I have been evaluating another Javascript hat trick, asm.js, in an effort to keep my software stack sane. In short this technology converts C/C++ code into Javascript, presumably with all of the best available tips and tricks baked into the final product. In order to do this evaluation, I had to rewrite a small piece of avrcore.js in C. From here I evaluated both the current implementation and the proposed using this simple program.
#include <avr/io.h>
int
main (void)
{
//Set as output pin
DDRB = _BV (3);
//Write value
PORTB = 0x1;
return 0;
}
It takes roughly 10 instructions to run this entire program. From this I generated a series of performance metrics. For the current software stack there is little difference between Chrome and Firefox, ~30 milliseconds on my test machines. With asm.js it is about the same on Chrome but ~10 milliseconds on Firefox. Here's my take away. I am not sure how familiar the audience is with various browser wars, but at times it can be pretty crazy. The morale of the story for my purposes is not to pursue anything to engine specific: V8, Nitro, Gecko, etc. The asm.js project has some adoption in other browsers, but for my use case I am not seeing the benefits cross platform. Also even if all of the platforms saw similar Firefox levels of performance increase that would only put my primary test machines running in the ~3Mhz range when I am aiming for 16. So where does this leave me?
I currently support three primary variants Desktop, Android, and HTML5. This helps me fill in strategic gaps with the other emulators, Simbuino and gbsim. To keep my niche I would like to keep servicing all of these in about the same way that I am now. Product level Android support, Good HTML5 support(My prototyping place, iOS, OSX, FFOS, Tizen, BBOS, other???), and automated test level support for Desktop. After running a series of tests, It is my belief that my best course of action is to do the work of building a native library for the Desktop and Android releases while deploying the asm.js solution to service the web. Some numbers with the test case above using the new stack.
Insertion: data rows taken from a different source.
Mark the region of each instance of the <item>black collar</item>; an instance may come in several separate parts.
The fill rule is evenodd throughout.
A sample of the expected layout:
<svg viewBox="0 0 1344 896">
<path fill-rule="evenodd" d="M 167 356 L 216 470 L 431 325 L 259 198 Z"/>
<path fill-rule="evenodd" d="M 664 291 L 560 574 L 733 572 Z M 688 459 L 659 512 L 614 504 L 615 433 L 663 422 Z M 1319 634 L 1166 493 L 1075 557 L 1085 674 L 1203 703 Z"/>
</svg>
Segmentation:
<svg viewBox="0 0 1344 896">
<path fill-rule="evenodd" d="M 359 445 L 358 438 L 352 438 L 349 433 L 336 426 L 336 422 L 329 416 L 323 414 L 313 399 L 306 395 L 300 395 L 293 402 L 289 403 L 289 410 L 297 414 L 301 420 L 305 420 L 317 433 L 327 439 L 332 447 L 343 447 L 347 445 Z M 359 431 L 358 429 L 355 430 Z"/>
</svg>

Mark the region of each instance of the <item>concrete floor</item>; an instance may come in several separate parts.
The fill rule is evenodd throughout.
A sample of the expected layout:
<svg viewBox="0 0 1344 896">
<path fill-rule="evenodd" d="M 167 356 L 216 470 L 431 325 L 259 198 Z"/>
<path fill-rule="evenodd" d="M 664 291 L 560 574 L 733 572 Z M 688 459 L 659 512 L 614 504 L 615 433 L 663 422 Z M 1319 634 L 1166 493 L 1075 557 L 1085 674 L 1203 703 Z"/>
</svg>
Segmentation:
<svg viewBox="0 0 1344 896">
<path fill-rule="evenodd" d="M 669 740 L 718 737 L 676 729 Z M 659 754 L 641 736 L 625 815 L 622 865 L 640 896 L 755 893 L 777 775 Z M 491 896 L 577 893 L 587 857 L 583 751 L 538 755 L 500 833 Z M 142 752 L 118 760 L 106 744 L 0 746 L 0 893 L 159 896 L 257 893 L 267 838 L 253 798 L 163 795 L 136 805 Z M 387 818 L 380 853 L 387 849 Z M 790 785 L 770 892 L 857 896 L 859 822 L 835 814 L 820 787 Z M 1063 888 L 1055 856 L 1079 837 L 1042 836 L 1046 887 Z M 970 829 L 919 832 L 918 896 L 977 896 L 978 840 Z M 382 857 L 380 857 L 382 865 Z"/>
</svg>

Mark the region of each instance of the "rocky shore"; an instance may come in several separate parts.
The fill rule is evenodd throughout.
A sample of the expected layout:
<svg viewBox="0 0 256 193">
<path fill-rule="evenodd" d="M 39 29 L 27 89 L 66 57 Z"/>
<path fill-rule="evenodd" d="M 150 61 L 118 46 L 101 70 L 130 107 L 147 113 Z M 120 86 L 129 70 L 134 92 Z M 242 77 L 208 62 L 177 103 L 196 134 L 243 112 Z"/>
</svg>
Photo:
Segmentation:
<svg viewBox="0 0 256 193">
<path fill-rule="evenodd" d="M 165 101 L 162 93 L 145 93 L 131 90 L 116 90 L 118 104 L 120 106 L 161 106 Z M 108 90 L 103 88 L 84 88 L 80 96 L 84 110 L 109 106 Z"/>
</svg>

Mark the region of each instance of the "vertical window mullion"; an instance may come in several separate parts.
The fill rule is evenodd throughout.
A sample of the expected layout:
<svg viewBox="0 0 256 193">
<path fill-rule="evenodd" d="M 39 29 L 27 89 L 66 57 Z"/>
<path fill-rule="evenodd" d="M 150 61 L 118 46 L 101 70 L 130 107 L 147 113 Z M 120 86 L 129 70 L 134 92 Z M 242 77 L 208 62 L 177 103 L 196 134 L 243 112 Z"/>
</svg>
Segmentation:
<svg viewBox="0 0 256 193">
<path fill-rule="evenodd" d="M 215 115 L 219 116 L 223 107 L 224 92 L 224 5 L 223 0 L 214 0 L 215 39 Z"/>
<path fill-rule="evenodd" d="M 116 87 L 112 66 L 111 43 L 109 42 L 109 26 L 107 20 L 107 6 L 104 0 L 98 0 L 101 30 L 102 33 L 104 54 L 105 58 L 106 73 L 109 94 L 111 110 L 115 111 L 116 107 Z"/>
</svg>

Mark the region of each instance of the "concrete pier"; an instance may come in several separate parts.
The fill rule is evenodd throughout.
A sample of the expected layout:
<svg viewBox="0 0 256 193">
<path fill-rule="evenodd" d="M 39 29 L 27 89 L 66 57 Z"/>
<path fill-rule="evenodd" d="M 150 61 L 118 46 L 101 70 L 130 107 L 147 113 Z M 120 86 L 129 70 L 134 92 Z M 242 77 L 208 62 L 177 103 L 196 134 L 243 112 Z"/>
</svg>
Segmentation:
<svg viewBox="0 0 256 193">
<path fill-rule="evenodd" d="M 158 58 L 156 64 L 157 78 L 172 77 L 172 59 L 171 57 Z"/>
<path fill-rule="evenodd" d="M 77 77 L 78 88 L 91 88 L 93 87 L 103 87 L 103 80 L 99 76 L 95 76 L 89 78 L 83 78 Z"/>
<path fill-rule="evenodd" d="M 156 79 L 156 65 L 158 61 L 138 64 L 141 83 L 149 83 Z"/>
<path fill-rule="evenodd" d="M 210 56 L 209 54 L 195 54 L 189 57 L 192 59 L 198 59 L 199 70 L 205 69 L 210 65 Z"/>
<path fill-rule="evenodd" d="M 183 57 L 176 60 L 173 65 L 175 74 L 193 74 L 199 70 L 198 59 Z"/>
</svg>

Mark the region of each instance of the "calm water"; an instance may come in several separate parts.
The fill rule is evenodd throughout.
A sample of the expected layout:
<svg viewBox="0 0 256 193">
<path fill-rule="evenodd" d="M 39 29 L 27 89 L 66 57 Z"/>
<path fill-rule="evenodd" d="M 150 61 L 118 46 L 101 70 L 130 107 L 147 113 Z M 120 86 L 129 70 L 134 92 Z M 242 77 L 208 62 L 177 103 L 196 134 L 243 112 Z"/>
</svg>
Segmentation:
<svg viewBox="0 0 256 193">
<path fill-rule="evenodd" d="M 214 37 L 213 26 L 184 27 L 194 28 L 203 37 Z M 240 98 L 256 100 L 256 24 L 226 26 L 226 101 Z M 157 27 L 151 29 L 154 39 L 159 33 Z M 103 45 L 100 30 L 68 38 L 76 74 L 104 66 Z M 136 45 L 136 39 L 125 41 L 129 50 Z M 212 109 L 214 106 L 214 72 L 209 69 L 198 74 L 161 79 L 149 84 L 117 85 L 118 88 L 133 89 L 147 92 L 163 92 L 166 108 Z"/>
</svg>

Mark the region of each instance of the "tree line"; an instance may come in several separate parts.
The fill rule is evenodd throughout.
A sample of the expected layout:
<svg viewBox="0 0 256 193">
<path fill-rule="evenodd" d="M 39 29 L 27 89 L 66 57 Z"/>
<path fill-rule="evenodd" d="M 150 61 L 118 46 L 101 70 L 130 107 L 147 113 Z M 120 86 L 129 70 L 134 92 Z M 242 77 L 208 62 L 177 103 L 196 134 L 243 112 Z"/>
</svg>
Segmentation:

Javascript ~30 milliseconds
Desktop(native) ~140 microseconds
Android(native) ~4 milliseconds (Snapdragon S3, circa 2011)
No sure how these numbers will scale, but I was interested in documenting them. There is too much value in giving up on js in the Desktop / Android usecases not to do it. I ran this test on an older Android device that I have rooted in order easily run custom executable files, so the performance on my Nexus 5 is likely much better.
This is why I am redoing a large subset of completed work in the CPU and taking break from more obvious features. As a bonus certain asm.js ready browsers will also see performance gains albeit less significant. For a period of time, I may make the Android build CPU implementation switchable.
Added bonus. If the Simbuino and gbsim devs are interested in contributing to the new from scratch CPU core perhaps we could now all share a common source base?